Anacaona by Edwidge Danticat
Author:Edwidge Danticat
Language: eng
Format: epub
Publisher: Scholastic Inc.
Published: 2015-05-26T16:00:00+00:00
FIRST QUARTER MOON, DAY 1
Maguana is beautiful. Just as I remember from my childhood visits, it is full of green hills and fertile valleys joined by rivers whose beds glitter with gold. Its waters are filled with more fish, turtles, iguanas, and manatee, than I have ever seen in Xaraguá. As the ship approached her harbor, I could see an abundance of canyons, gullies, caves, and grottoes. It would take my entire lifetime to name them all.
Rain trickled down on us upon our arrival day even while the sun was shining. This resulted in the most beautiful rainbows. Maguana’s people believe that rainbows are large, colorful snakes that have risen up to the heavens to drink from the clouds and that if you point at them, they will reach down and bite your fingers. (I was tempted to point at a very thick and beautiful rainbow to see what would happen, but Caonabó sensed this and warned me not to.)

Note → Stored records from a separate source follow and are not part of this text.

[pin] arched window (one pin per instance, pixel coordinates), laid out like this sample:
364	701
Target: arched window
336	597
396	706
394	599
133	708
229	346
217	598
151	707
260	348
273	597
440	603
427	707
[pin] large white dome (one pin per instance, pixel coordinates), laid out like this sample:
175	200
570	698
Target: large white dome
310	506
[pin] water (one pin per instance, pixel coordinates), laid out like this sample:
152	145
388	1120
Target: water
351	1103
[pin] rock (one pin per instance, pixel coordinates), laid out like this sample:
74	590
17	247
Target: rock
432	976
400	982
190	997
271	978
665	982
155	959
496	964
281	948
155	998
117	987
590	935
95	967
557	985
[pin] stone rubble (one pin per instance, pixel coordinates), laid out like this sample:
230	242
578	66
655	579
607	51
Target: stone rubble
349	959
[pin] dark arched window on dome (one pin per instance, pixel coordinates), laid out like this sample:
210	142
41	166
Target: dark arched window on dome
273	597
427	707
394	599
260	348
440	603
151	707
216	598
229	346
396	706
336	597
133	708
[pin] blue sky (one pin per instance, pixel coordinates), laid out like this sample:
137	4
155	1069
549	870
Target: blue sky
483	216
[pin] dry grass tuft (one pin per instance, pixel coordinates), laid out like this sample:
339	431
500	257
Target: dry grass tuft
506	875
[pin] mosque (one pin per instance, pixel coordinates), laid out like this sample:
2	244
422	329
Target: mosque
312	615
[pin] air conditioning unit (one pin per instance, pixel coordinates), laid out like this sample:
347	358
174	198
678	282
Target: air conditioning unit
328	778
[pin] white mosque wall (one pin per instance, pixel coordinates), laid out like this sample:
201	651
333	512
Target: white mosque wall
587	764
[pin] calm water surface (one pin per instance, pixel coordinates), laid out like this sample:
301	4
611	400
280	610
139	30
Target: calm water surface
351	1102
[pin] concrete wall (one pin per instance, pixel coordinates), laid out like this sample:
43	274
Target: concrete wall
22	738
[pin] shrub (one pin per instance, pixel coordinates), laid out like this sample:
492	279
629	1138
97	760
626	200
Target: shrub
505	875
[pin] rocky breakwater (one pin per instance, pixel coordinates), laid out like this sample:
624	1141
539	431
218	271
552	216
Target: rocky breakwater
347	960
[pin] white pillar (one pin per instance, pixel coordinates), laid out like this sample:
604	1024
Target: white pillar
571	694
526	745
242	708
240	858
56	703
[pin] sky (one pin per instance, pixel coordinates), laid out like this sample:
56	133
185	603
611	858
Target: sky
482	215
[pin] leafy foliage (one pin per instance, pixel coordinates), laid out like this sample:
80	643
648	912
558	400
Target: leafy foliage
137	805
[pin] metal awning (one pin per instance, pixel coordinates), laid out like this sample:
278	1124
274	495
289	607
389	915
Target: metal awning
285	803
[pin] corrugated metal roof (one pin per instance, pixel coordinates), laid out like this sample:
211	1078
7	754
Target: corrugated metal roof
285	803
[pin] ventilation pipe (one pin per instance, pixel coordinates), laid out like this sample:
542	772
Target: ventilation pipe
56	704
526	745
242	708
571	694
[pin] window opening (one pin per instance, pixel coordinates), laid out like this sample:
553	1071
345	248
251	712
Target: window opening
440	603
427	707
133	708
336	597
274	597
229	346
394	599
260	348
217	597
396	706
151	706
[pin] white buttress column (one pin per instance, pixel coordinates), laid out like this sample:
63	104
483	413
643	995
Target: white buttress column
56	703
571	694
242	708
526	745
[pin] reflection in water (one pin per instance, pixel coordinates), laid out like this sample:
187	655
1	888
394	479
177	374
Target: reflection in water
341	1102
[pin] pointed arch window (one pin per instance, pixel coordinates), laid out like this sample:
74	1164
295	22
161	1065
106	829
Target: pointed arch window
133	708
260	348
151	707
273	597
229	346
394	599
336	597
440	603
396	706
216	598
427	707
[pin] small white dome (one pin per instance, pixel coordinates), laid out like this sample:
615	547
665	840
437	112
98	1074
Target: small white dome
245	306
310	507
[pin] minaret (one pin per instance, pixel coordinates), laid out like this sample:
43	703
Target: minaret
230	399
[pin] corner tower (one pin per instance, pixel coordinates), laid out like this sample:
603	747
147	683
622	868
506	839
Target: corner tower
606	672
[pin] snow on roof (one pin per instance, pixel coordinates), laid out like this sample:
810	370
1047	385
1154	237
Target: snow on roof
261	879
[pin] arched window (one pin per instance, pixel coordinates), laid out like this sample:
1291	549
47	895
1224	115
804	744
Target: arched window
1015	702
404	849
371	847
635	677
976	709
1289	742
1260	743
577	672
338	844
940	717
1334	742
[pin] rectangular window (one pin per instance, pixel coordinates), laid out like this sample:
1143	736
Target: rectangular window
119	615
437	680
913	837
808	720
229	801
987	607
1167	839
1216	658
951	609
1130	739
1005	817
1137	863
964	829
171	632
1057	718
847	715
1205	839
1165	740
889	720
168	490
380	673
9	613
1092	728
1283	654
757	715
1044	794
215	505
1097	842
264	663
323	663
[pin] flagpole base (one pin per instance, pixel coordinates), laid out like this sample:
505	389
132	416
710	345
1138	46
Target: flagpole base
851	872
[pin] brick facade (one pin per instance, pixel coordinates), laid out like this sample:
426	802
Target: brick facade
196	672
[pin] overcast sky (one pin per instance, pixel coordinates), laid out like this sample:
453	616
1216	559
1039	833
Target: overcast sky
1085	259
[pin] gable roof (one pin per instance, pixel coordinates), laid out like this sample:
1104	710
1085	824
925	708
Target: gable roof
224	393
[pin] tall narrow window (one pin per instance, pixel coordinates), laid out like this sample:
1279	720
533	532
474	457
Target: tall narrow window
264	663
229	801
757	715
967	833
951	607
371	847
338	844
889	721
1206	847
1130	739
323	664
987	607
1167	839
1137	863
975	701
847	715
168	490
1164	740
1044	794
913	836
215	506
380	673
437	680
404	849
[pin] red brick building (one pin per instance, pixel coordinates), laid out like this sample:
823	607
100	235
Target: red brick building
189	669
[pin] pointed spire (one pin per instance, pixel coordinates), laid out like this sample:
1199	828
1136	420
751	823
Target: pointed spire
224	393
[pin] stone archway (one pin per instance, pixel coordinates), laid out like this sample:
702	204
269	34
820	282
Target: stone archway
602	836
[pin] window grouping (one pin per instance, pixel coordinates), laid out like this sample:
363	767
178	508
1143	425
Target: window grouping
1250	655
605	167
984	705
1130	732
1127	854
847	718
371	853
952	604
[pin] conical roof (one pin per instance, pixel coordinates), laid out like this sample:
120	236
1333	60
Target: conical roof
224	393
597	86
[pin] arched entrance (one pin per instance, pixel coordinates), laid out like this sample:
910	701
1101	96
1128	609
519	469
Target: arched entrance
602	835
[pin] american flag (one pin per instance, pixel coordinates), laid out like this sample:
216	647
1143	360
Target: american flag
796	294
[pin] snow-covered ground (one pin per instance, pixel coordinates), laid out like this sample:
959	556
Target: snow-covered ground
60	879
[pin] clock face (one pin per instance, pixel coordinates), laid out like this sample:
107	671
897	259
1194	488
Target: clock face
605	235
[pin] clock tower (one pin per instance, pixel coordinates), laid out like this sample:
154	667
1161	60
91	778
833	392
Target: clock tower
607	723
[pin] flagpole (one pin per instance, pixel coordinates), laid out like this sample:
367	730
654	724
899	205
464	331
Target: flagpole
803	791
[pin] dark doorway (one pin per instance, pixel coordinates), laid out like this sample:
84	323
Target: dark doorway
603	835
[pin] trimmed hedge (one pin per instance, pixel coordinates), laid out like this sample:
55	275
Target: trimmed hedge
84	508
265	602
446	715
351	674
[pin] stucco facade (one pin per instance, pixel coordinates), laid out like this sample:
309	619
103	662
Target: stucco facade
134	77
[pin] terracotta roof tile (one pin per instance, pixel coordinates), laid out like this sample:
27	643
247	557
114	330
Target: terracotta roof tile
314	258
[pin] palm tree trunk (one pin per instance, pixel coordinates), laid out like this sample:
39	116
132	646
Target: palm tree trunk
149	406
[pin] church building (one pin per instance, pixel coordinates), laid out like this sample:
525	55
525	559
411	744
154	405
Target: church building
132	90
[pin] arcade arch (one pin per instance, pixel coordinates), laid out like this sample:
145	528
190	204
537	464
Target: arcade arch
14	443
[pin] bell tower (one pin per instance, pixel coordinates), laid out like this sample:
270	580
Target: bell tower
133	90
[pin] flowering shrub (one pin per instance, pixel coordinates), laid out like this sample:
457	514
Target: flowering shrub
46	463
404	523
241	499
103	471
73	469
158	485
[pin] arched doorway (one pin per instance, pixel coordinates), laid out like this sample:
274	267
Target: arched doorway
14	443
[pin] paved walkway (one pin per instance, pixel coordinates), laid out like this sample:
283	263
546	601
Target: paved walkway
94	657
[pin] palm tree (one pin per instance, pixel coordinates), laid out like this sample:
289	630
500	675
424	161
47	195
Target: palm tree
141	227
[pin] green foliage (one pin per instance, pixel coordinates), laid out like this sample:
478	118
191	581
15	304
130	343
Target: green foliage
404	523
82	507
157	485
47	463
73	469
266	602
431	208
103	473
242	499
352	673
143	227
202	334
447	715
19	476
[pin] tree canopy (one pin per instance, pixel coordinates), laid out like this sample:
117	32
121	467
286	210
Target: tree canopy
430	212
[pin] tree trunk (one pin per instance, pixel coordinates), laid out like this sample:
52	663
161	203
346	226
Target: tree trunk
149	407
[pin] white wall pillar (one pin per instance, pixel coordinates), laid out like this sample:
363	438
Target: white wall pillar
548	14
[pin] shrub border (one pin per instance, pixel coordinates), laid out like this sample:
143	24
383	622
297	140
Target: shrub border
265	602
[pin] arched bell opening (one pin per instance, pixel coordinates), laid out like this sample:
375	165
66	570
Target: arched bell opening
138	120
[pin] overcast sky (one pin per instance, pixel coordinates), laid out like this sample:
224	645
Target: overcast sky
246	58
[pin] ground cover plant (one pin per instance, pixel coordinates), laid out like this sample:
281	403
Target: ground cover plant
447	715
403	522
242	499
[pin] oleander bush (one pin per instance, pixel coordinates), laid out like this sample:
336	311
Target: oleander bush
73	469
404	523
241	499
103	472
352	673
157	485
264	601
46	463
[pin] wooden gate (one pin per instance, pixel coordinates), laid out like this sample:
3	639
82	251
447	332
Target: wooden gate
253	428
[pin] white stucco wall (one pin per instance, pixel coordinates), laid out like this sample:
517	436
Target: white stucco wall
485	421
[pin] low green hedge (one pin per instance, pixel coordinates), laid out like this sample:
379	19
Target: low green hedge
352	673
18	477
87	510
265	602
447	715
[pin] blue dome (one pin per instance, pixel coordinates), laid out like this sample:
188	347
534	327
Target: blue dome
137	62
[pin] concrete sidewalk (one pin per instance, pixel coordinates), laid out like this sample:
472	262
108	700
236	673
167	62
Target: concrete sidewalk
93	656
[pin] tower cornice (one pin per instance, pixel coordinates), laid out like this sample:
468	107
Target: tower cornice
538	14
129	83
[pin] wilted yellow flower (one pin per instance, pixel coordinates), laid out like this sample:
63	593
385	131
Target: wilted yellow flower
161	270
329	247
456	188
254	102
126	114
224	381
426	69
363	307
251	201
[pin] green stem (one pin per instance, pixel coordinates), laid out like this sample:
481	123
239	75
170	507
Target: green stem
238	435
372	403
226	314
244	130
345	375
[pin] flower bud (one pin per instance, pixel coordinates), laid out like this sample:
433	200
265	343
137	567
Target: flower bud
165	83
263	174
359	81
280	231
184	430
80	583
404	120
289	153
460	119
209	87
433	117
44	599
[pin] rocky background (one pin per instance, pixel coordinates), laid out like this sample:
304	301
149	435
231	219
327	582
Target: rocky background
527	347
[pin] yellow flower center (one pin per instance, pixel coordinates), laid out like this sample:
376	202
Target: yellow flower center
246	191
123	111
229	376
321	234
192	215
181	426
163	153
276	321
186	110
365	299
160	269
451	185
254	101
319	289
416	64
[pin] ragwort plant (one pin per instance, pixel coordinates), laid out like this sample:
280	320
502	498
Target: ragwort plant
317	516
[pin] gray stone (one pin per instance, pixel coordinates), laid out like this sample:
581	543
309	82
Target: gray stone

On the beach where we landed, close to Niti, Caonabó’s village, the sand is fine and white and there are some magnificent rocks that appear to have been molded by the most skilled carvers in all of Quisqueya, even though they were actually fashioned by the movements of the sea.
Caonabó’s house is a most extravagant settlement, with all the other houses in the village built in a circle around his. (I should say our house, as it is now my house, too.)
Our house faces the plaza, where feasts and ball games are held under every phase of the moon. And our doors and windows are constructed in such a way that we do not even have to leave our hammocks to view the plaza and the events taking place there.
During a ceremonial batey, a ball game that was organized to welcome me to Maguana, the leader of the game, the son of a subchief, was so ashamed to have lost that he pierced his chest with a poisoned arrow and died. I was horrified by this strange welcome and immediately asked Caonabó to command that no one kill himself for losing a ball game in our presence — after all, if we did such things in Xaraguá, Behechio would be long dead — but Caonabó told me that it was important that honor be taught as well as shown and the man who killed himself was showing honor. (Maybe this is where Yaruba learned this type of honor.)
Everything happens quickly in Maguana, and the poor man’s corpse was soon removed from the field. The celebration continued, but we left the ball game because Caonabó wanted to show me some of the wonders of his land before dark.